Date of Award

January 2011

Degree Type

Open Access Thesis

Document Type

Master Thesis

Degree Name

Master of Science (MS)


Justice Studies

First Advisor

Kevin I. Minor

Department Affiliation

Justice Studies


In the past few decades, there has been a proliferation of supermax prisons and units across the nation, reflecting the increased use of administrative, isolated segregation. This proliferation is embedded within a broader shift in society towards more punitive measures of disciplining those people convicted of criminal offenses. The primary purpose of this thesis is to examine the proliferation of supermax confinement as a major component of the punitive shift. This is done primarily through the application of contemporary literature that focuses on the sociology of punishment theory. Another purpose of this thesis was to examine and describe the history and current status of supermax prisons and units.
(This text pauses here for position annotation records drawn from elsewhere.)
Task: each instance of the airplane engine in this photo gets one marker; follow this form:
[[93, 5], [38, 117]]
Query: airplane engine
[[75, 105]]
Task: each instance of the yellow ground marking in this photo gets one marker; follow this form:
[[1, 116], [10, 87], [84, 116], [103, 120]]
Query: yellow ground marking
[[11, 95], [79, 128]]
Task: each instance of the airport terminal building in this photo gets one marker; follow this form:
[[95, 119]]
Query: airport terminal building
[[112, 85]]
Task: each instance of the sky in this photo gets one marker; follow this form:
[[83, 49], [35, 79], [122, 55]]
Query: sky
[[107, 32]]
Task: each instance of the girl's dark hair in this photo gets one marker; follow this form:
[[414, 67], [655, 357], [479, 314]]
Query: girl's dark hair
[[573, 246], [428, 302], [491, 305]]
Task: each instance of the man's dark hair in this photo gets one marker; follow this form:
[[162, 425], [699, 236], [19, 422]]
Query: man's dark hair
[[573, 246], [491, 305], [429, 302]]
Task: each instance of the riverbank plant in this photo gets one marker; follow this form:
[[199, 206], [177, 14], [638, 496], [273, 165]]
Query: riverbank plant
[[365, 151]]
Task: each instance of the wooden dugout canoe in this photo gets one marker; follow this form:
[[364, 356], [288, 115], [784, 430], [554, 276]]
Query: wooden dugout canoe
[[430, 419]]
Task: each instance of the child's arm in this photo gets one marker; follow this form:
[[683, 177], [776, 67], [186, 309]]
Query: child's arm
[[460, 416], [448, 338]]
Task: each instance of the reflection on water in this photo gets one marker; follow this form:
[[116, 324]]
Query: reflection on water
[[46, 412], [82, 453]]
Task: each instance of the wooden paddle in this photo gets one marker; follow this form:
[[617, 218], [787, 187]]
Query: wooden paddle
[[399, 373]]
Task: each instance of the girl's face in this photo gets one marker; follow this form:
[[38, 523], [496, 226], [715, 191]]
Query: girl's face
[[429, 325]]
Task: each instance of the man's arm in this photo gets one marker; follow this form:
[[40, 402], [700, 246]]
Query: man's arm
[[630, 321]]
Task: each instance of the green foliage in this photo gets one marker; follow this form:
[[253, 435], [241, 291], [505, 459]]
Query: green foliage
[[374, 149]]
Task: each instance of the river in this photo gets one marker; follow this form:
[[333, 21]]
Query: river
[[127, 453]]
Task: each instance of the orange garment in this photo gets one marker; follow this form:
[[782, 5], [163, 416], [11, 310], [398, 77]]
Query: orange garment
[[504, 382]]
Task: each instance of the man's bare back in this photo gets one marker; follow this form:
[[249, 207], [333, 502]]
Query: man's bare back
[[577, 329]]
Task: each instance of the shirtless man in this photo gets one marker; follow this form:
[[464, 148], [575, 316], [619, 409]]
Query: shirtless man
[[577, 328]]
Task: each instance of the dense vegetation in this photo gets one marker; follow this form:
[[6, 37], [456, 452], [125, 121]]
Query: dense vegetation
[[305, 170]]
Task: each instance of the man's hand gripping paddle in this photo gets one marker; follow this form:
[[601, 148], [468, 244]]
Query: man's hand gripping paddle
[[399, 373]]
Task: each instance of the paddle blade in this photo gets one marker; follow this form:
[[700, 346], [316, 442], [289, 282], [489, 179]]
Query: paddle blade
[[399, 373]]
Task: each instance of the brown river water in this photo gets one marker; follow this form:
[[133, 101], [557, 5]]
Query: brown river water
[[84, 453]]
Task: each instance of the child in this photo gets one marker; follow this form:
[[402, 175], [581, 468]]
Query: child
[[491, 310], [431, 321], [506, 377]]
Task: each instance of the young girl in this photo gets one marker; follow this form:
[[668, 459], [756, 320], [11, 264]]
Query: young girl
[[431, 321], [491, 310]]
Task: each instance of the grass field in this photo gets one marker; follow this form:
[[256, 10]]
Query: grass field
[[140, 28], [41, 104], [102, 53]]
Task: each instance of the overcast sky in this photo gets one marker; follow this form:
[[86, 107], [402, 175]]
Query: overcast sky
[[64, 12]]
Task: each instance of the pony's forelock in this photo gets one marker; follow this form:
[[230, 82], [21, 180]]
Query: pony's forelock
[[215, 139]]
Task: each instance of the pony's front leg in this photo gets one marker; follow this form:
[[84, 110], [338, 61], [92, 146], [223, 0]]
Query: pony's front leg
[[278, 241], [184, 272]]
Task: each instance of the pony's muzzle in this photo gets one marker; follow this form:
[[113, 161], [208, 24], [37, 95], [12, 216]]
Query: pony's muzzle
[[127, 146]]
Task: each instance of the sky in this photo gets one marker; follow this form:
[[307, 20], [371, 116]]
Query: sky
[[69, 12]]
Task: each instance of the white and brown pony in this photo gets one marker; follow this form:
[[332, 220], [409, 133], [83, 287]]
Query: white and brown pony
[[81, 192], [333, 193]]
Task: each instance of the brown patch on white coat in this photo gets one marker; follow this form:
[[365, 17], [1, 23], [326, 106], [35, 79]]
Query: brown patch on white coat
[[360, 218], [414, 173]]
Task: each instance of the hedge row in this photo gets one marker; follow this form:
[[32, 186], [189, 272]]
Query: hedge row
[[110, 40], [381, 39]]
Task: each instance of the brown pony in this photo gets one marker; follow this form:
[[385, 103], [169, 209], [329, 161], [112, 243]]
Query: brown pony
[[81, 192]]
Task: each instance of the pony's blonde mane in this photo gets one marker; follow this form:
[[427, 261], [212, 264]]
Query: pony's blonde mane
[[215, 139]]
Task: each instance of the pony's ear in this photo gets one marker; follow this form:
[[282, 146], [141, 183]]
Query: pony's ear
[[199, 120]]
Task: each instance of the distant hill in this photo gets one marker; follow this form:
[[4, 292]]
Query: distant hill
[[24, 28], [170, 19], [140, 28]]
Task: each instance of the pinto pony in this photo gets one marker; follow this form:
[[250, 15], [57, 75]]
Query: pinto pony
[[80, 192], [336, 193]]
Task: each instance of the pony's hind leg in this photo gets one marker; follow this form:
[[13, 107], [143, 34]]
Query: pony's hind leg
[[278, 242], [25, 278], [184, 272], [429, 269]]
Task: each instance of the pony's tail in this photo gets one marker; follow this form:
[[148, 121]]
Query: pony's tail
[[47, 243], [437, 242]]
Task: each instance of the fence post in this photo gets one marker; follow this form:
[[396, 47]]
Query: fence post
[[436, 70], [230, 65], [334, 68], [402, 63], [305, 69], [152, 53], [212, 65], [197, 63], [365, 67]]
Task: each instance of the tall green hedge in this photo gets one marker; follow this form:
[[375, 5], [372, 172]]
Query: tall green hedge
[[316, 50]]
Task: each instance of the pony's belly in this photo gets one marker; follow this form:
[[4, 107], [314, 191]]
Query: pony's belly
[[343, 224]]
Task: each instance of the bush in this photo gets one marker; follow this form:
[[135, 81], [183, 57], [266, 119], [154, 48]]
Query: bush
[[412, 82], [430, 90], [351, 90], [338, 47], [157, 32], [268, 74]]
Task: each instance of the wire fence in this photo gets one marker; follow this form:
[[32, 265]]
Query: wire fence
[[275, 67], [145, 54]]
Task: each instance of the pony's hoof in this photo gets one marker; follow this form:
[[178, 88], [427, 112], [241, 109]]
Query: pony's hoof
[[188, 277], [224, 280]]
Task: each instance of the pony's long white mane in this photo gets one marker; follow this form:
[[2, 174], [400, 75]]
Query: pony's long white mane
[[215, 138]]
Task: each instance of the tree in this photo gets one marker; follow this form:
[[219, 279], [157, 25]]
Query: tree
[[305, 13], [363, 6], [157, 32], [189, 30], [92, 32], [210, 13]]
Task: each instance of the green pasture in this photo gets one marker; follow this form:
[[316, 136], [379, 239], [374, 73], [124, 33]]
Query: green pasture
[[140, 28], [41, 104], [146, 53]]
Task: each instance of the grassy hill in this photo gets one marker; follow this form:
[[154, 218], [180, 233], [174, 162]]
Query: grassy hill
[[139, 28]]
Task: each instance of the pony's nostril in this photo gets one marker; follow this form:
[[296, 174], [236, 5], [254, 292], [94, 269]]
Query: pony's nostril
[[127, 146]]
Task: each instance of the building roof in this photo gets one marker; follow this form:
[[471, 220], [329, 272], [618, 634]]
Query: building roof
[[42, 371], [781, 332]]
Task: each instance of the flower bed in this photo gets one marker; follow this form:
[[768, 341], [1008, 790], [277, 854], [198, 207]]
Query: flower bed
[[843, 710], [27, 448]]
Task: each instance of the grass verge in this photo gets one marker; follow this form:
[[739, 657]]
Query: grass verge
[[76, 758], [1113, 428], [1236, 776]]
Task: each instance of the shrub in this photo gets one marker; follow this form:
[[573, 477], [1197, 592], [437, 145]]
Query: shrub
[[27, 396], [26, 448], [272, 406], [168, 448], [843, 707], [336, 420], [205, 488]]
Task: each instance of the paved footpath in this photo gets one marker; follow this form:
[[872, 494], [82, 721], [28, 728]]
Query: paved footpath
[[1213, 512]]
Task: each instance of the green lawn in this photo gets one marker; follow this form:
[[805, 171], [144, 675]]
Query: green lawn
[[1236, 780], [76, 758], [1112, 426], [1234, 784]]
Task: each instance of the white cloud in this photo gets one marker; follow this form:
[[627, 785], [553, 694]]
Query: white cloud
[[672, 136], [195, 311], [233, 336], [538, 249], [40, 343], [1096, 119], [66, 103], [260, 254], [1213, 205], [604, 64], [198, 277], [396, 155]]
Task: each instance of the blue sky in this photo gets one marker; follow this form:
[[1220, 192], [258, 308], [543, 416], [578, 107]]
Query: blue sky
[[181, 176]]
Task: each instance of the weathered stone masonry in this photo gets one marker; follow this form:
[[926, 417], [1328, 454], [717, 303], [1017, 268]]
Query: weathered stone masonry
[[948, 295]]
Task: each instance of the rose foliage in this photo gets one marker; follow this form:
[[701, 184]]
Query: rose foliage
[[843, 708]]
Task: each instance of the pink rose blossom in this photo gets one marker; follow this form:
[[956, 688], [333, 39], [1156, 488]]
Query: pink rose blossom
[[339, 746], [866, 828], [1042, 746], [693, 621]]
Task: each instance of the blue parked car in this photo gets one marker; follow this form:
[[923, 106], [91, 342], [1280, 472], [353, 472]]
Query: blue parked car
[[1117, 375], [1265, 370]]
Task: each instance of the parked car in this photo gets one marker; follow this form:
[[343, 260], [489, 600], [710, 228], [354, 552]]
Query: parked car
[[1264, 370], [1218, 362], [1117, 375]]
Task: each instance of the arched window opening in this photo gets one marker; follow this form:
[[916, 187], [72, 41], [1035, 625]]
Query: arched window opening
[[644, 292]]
To accomplish this, secondary data sources were used to collect information about the various correctional institutions throughout the US that utilize this type of confinement. It was also the intent to see what aspects of supermax confinement need to be addressed further through research. As a result of this, a literature review is provided discussing what academic literature has provided thus far. The conclusions show that the punitive shift in society that brought about the use of supermax confinement resulted from a discontent with late modernity and is perpetuated through the cultural landscape that has thus far been created. Further findings showed that at least 37 states have at least one correctional facility that utilizes supermax confinement, which demonstrates that there has indeed been a movement towards the use of supermax confinement.